The Gregorian “solution” to the extra fourth of a day that it takes the Earth to go around the sun is a little too tidy to work properly. This is because the extra fourth of a day is actually a bit longer than just a fourth of a day. As a result of that the Gregorian calendar is not completely accurate. In fact not only is it not accurate now that we have precise scientific devices and methods of calculating time, but back at the end of the Middle ages the Gregorian calendar was revised by order of Pope Gregory from the earlier even more inaccurate Julian calendar that Europeans had been struggling with since the days of Julius Caesar.

As it turns out there were people in another part of the world at that time that had somehow succeeded in perfecting a calendar even more accurate than the Gregorian one we follow now. These were the Maya.

The Maya dedicated themselves through minute astronomical observation, without the aid of telescopes to refine their calendar to an exquisite level of perfection. Somehow they struggled through the complicated arithmetic that their superior numbering system allowed them. With that complicated arithmetic they managed to calculate the movements of heavenly bodies more accurately than almost anybody else on the face of the Earth.

Several centuries before the birth of Christ, at a time when Europeans were arithmetically encumbered by the awkward Roman numeral system, the Mayas had already developed a number system that used both the zero (a concept still unknown in Europe) and the system of assigning special places to ascending quantities (like the units place, tens place and hundreds place that we now routinely use in the decimal system). Both of these sophisticated concepts were only achieved in Europe During the Middle Ages from the Arabs, which is the reason we still call our modern numbers “Arabic Numerals”. In fact, to this day one of the most useful mathematical fields of studies bears an obviously Arabic name. In contemporary mathematics we in the West use the system that got its name from the medieval Arabic word “Al-Gabr”. We call it “algebra”.
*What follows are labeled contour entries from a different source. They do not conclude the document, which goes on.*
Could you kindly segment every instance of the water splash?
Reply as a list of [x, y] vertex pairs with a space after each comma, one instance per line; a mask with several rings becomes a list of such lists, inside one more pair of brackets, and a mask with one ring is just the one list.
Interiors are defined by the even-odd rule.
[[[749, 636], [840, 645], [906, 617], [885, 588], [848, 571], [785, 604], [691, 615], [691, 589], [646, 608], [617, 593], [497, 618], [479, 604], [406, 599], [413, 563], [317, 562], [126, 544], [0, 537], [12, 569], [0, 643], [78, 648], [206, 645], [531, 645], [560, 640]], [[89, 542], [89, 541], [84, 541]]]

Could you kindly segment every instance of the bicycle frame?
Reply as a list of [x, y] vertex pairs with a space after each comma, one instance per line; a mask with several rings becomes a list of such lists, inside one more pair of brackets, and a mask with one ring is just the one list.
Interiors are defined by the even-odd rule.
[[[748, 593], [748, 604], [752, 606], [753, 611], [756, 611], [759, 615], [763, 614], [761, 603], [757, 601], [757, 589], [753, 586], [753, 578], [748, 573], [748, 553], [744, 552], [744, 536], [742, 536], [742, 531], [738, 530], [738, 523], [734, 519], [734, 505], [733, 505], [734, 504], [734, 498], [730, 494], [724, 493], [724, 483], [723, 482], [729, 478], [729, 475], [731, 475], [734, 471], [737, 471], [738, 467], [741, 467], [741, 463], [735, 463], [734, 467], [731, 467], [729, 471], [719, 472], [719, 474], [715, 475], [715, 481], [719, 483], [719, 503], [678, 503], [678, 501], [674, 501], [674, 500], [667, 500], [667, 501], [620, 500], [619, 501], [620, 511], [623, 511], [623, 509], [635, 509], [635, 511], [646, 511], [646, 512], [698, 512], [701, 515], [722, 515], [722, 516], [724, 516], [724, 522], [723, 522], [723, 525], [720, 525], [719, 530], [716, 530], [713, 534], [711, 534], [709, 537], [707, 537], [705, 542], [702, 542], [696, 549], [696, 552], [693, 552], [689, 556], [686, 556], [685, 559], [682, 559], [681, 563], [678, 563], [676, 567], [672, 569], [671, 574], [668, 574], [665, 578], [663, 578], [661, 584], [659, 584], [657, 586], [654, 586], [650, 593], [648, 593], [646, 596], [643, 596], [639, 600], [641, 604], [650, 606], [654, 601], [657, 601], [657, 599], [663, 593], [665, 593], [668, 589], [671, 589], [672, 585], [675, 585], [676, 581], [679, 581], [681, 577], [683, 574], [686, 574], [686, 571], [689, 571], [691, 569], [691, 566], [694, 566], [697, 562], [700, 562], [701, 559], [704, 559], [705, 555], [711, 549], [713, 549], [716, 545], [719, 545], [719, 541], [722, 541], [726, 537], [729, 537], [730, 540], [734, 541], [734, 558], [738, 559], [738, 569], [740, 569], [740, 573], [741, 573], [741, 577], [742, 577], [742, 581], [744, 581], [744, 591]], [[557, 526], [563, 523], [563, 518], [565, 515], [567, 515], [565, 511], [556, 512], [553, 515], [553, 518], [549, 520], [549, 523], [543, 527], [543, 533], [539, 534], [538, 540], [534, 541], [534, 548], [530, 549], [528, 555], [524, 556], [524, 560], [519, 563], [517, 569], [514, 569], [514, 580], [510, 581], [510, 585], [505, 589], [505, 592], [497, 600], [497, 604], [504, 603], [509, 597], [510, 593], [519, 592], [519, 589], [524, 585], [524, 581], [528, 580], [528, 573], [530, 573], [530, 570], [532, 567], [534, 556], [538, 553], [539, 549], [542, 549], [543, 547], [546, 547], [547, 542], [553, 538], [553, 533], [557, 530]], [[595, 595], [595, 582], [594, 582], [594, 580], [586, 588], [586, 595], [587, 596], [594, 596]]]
To the ancient Mayas, numbers held one of the keys to the sacred secrets of the of the Universe. So numbers and the study of numbers became a sacred thing. In fact visionaries are constantly discovering astonishing mystical revelations hidden in the world of numbers and mathematics. One of the latest and most fascinating of these revelations is the fabulously beautiful realm of fractals and the magical Artforms they are capable of producing with the help of computers.